Sorry, I didn't see you're post until just now.

[edit to add subliminal thought-forms]

[edit on 19-4-2007 by dr_strangecraft]

posted on Apr, 20 2007 @ 12:56 PM
which ever one of you who becomes leader, can I please have a position in the imperial court as the exalted female slave wrangler for the emperor?

the job doesn't even have to be in the imperial palace just a good old fashioned female slave wrangler position would do.

posted on Apr, 20 2007 @ 12:56 PM
which ever one of you who becomes leader, can I please have a position in the imperial court as the exalted female slave wrangler for the emperor?

the job doesn't even have to be in the imperial palace just a good old fashioned female slave wrangler position would do.
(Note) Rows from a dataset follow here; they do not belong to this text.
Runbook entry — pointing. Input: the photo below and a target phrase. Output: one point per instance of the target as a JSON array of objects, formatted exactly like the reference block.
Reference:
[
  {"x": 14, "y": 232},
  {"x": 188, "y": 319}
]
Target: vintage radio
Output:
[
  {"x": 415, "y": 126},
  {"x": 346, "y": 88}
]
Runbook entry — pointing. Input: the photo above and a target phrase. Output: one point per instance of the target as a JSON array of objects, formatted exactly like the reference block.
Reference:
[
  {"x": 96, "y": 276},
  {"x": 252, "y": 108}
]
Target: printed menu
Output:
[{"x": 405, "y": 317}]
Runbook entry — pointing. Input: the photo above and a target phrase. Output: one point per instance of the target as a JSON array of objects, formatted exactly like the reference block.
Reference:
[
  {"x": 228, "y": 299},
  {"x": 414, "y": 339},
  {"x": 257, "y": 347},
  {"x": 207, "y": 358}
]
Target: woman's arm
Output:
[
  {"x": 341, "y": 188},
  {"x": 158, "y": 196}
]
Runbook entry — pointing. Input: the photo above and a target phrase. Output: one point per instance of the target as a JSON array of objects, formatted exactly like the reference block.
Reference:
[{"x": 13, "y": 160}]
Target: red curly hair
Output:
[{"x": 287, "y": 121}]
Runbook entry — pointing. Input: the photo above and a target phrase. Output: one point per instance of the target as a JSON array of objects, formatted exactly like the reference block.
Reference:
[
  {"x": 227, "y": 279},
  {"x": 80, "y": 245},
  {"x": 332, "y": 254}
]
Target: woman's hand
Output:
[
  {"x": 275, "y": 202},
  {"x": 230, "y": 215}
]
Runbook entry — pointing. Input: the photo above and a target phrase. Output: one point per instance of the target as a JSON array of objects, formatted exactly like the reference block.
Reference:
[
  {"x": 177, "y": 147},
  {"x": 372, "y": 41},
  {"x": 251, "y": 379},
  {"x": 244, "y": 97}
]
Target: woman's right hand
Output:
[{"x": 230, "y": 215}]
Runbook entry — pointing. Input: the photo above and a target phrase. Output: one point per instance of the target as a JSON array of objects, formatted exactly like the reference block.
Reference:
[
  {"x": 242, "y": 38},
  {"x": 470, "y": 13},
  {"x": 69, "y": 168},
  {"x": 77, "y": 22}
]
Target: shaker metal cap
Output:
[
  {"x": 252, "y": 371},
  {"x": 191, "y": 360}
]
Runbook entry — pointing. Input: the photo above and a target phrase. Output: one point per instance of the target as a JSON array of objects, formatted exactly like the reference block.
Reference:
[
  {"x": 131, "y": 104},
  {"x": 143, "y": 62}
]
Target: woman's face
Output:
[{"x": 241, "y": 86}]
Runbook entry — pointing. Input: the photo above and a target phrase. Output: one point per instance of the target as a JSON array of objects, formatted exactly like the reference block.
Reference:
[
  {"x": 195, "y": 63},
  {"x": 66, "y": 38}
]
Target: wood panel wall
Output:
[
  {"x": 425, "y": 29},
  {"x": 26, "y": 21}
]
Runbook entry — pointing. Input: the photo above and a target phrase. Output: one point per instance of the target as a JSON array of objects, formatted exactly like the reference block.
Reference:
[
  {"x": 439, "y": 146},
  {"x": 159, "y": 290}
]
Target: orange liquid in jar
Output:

posted on Apr, 20 2007 @ 01:37 PM
I don't know where the Scorpios thing came from (astrology?)
Anyway, for you self proclaimed evil geniuses, Bush already beat you to it, and he's not even that much of a genius...not even remotely so. And he's a cancer (crab), not a scorpio!

Cancers FTW!

posted on Apr, 20 2007 @ 05:31 PM
If I ruled the world, I'd have the criminals sent into my office one by one in shackles. I'd say :

"You have 30 seconds to explain why you're a valued member of society"

If they can't explain that... then I drop a big metal spike on them. followed by usual meniacal laugh... then "NEXT!"

posted on Apr, 20 2007 @ 07:15 PM
I just want to be a female sex salve wrangler in your new order is that too much to ask?

Man i'm getting an idea for a porno screenplay right now. I do live in San Fernando valley...hmmmmm...I could sell my little screen play for a cool 1000 to the next porn company that inquires. Wonder if theres any money in writing porn scripts, can't be difficult.

Anyways back to the female sex slave wrangler. Let me do the job, I won't let you down.